Search code examples
gitclonesparse-matrixcheckout

git sparse-checkout only root files in ropos subdir?


I have created a git repo, added the following file structure, and pushed to remote:

test
├── dir1
│   ├── file1.txt
│   └── file2.txt
└── dir2
    ├── file1.txt
    ├── file2.txt
    ├── file3.txt
    └── file4.txt

So lets say dir1 contains project documentation and initial zip files and generally stuff I don't want to clone.

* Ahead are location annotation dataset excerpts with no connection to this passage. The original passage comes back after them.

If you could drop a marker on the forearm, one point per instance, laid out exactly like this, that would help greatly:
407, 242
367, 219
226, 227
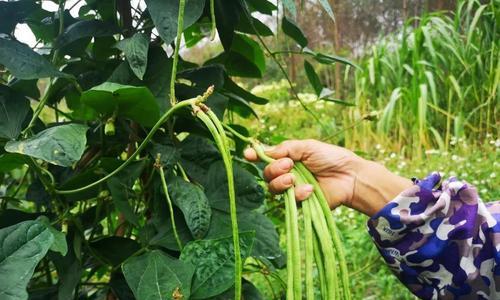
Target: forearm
375, 186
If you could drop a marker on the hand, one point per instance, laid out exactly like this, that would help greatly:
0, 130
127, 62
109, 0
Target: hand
344, 177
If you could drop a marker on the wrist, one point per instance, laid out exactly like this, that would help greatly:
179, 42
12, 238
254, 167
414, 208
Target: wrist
375, 186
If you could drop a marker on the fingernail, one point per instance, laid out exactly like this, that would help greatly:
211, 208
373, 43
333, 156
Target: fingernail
285, 164
269, 148
288, 180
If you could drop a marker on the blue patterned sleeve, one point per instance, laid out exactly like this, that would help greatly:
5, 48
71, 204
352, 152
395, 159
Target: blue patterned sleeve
441, 240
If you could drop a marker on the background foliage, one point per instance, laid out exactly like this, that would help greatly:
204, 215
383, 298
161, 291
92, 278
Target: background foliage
96, 76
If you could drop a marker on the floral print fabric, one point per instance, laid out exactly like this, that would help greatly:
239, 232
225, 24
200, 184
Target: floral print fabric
441, 240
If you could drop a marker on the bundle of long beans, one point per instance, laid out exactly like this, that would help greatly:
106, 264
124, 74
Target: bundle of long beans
322, 245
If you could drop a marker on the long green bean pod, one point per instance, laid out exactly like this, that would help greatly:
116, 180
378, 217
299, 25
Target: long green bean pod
215, 128
344, 272
318, 258
327, 249
169, 201
309, 250
149, 136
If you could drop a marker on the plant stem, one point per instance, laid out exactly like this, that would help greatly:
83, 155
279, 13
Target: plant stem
212, 16
180, 28
217, 131
285, 74
289, 252
169, 202
141, 147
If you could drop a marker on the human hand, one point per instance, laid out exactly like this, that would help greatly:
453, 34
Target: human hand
344, 177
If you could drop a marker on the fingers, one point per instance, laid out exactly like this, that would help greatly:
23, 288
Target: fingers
278, 168
250, 154
281, 183
302, 192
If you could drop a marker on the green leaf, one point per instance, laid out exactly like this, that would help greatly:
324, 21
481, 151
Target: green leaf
25, 63
22, 246
85, 29
313, 78
249, 194
291, 29
14, 108
59, 245
136, 52
164, 16
214, 263
290, 6
114, 250
61, 145
169, 155
135, 103
266, 243
262, 6
192, 201
157, 276
120, 187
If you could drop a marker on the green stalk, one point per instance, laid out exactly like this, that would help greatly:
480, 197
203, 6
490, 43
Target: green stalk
319, 263
291, 207
308, 241
289, 253
325, 242
215, 127
169, 202
212, 16
323, 203
180, 28
309, 246
141, 147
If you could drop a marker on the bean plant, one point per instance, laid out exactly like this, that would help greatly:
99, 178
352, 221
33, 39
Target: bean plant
122, 179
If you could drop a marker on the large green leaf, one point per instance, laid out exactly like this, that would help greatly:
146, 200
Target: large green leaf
136, 103
61, 145
157, 276
25, 63
120, 187
135, 49
85, 29
164, 16
14, 109
249, 194
290, 6
266, 243
214, 263
191, 199
114, 250
22, 246
291, 29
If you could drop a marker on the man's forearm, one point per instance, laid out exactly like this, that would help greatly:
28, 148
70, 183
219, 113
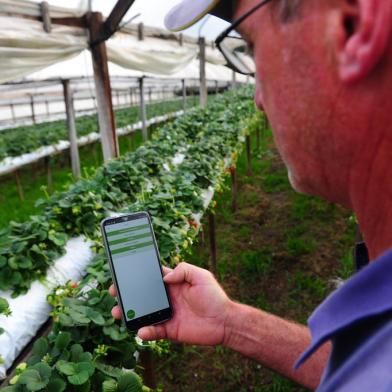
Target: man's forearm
274, 342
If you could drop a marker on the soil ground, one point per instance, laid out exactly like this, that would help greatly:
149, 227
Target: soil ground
279, 251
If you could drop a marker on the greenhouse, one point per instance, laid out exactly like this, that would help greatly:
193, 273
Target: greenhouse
159, 232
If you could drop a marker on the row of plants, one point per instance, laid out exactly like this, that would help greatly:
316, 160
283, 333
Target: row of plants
13, 141
4, 311
87, 349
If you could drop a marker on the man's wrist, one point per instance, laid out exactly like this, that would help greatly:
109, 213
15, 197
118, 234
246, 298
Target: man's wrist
232, 322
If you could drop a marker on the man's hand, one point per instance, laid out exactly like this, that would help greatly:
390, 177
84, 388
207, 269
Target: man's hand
200, 308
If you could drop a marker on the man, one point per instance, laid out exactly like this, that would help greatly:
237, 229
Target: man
324, 78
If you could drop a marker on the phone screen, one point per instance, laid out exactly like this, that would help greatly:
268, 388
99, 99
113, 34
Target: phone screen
136, 266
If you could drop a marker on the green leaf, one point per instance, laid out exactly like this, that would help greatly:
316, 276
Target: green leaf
37, 377
109, 386
3, 261
56, 385
78, 317
40, 347
78, 355
62, 340
65, 367
95, 317
4, 306
79, 378
82, 372
129, 382
115, 333
108, 370
13, 388
66, 320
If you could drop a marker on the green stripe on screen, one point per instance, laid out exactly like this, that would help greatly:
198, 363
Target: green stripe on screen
133, 247
127, 239
127, 230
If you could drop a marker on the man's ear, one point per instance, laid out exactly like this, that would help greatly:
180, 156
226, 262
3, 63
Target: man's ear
366, 31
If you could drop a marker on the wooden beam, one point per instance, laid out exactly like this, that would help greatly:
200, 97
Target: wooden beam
71, 21
110, 26
103, 90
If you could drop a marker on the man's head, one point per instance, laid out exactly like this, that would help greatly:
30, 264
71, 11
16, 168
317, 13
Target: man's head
324, 76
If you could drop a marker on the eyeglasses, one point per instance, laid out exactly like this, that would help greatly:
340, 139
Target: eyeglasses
234, 48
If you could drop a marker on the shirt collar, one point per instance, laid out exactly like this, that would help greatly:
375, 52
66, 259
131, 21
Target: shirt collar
368, 293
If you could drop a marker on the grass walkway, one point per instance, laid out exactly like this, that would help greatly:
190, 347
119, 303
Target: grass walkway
279, 252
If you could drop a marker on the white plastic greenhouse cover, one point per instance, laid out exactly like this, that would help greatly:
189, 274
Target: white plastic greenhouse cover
26, 48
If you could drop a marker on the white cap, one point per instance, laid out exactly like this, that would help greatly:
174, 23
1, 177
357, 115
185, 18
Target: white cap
188, 12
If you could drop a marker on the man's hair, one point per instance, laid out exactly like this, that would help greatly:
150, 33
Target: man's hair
287, 9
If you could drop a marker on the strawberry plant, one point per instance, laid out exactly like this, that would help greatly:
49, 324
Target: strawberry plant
13, 141
4, 310
87, 349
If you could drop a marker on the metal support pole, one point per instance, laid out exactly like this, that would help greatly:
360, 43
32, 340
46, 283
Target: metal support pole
32, 109
103, 90
203, 80
19, 185
45, 14
183, 83
73, 140
148, 369
258, 139
49, 174
234, 80
47, 108
131, 95
248, 155
143, 115
213, 256
140, 31
234, 188
12, 106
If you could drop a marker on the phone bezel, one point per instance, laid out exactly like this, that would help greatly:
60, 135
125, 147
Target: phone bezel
149, 319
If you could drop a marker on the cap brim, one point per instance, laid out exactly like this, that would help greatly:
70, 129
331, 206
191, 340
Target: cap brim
187, 13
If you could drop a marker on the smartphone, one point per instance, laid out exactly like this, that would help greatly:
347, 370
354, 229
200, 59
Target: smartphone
137, 272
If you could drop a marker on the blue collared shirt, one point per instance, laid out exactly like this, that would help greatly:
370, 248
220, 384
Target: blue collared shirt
357, 319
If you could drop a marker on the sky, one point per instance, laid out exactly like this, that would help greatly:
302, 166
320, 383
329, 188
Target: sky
152, 14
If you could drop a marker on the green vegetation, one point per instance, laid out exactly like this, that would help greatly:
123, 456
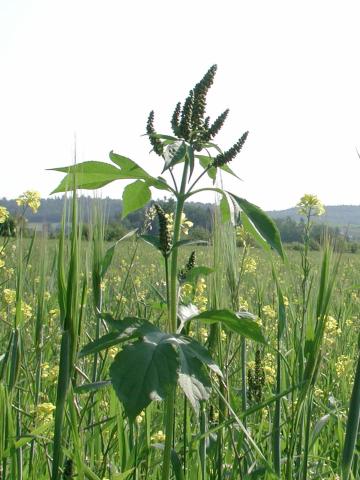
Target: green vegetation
158, 356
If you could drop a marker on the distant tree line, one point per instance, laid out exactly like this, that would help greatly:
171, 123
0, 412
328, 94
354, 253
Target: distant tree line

I would like to perform a sparse clone and end up with the following file structure:

test_sparse
├── file1.txt
├── file2.txt
├── file3.txt
└── file4.txt

So I perform the following on my local machine:

mkdir test_sparse
cd test_sparse
git init
git config core.sparsecheckout true
echo dir2/* > .git/info/sparse-checkout
git remote add -f origin <url>/git/test
git pull origin master

But I end up with the following file structure:

test_sparse
└── dir2
    ├── file1.txt
    ├── file2.txt
    ├── file3.txt
    └── file4.txt

What do I need to write to .git/info/sparse-checkout so only the files (and potential subdirs) in dir2 are cloned and not the actual dir2?

Thank you


Solution

  • That's how sparse checkout works, it keeps the locations the same, but extracts only the parts you want. The answer to your question as asked is, sparse checkout will not restructure your history, it will not hide the existence of those other parts, it just won't put their content in the work tree for your inspection.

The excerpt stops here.